The past decade has seen data grow in increasing importance to enterprise software, and this role has become even more pronounced recently with the rise of large language models. At the same time, there has been a corresponding increase in regulation around the use of this data, and figuring out how to stay compliant is more critical and challenging than ever.
That’s where Coded, an early-stage startup raised last year at venture capital firm Madrona Ventures, is coming to the fore. The company was built from the ground up by a data veteran with an eye on solving the data compliance problem and today announced a $4 million seed round.
The company’s founder and CEO Yatharth Gupta sees that data is at the heart of today’s technology, yet companies struggle to control access to it. “Every company has a lot of data. They want people to use that data. In order for people to use this data, they want to make sure the right people have access and the wrong people don’t. It’s an incredibly hard problem for people to solve,” Gupta told TechCrunch.
“So at Codified our mission is simple. We want to boost your company’s innovation by making sure you can easily access data in a way that’s compatible within your company.”

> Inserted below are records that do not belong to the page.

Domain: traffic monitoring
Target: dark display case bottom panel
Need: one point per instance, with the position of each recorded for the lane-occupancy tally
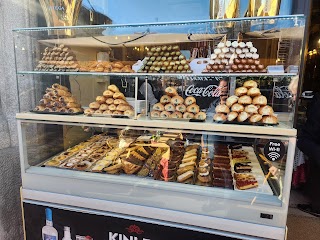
(85, 226)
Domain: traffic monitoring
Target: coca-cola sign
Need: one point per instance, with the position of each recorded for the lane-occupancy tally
(207, 91)
(282, 92)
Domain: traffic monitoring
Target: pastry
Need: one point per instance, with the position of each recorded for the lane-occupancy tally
(100, 99)
(165, 99)
(232, 116)
(185, 176)
(119, 101)
(113, 88)
(171, 91)
(222, 108)
(250, 84)
(220, 117)
(201, 116)
(260, 100)
(165, 114)
(270, 120)
(188, 115)
(108, 94)
(176, 115)
(240, 91)
(231, 100)
(245, 100)
(169, 107)
(110, 101)
(158, 107)
(251, 109)
(119, 95)
(237, 108)
(155, 114)
(253, 92)
(94, 105)
(243, 116)
(266, 110)
(189, 101)
(255, 118)
(176, 100)
(181, 108)
(193, 108)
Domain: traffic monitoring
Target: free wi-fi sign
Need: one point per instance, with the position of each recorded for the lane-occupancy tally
(274, 150)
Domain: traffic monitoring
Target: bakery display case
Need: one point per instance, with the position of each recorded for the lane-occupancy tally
(185, 124)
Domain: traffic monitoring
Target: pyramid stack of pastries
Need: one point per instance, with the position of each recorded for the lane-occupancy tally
(60, 59)
(105, 66)
(172, 105)
(167, 59)
(58, 99)
(246, 105)
(113, 102)
(236, 56)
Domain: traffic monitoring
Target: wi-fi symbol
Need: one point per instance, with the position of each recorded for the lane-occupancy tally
(274, 155)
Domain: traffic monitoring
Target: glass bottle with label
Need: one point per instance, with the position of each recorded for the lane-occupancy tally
(67, 233)
(48, 231)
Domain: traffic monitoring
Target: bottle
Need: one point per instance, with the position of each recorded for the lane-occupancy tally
(48, 231)
(67, 233)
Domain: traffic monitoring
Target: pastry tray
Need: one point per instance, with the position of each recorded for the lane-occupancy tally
(247, 123)
(55, 113)
(263, 187)
(178, 119)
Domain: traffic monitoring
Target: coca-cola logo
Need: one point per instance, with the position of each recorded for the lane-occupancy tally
(208, 91)
(282, 92)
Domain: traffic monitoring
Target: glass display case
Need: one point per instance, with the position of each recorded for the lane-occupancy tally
(188, 124)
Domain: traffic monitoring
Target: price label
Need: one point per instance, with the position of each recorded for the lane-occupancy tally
(274, 150)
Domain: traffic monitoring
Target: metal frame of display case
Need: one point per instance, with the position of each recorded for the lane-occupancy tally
(110, 195)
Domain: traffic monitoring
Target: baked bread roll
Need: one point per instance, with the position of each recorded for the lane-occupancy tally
(94, 105)
(250, 84)
(260, 100)
(222, 108)
(119, 95)
(158, 107)
(112, 107)
(232, 116)
(243, 116)
(231, 100)
(103, 107)
(171, 91)
(253, 92)
(201, 116)
(270, 120)
(251, 109)
(266, 110)
(165, 114)
(108, 94)
(165, 99)
(176, 100)
(113, 88)
(128, 113)
(193, 108)
(241, 91)
(188, 115)
(255, 118)
(155, 114)
(245, 100)
(88, 111)
(110, 101)
(237, 108)
(189, 100)
(220, 117)
(101, 99)
(176, 115)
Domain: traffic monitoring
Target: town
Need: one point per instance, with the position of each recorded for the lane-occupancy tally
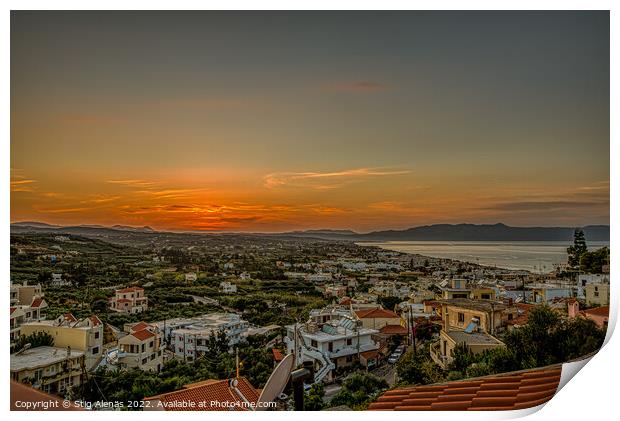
(118, 316)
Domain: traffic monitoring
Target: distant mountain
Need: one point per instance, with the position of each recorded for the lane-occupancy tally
(34, 224)
(322, 232)
(134, 229)
(438, 232)
(465, 232)
(78, 229)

As Gupta sees it, many large companies write policies and try to implement them in various ways, but he sees software that is too rigid for today’s use cases, leaving them vulnerable, especially when they need to change policy. It wants to change that by translating policy into code that can be implemented in a variety of ways, connect to various applications that need access to the data, and easily change as new customers or user categories emerge.
“We let you write policies in natural language, declaratively, or using a user interface—choose your favorite way—but once those policies are written, we can hardcode them into something that can be implemented in a variety of ways and can be very it changes easily,” he said.
To that end, the company also enables customers to set conditions, such as if you’ve had security training in the last 365 days or if you’re already part of a team working on a sensitive project. Ultimately, this enables companies to set hard-coded data access rules based on who the employee is and the applications they use or the projects they’re a part of, rather than relying on creating groups to base those rules on. . The problem with a team approach is that people move and change jobs, and teams don’t always keep up, he says.
Gupta’s background includes 15 years at Microsoft in various positions, including managing the Azure Databricks product, and a few years at Singlestor where he led product and engineering. Both jobs, he says, were heavily about data, and he saw the kinds of problems he’s trying to solve with Codified.
The product is still under development. Gupta has worked with several design partners to refine the concept and works with five full-time employees and another half-dozen contractors. He hopes to have a candidate release later this year.
Investors in today’s round include Vine Ventures, Soma Capital and Madrona Venture Labs where Codified was incubated last year.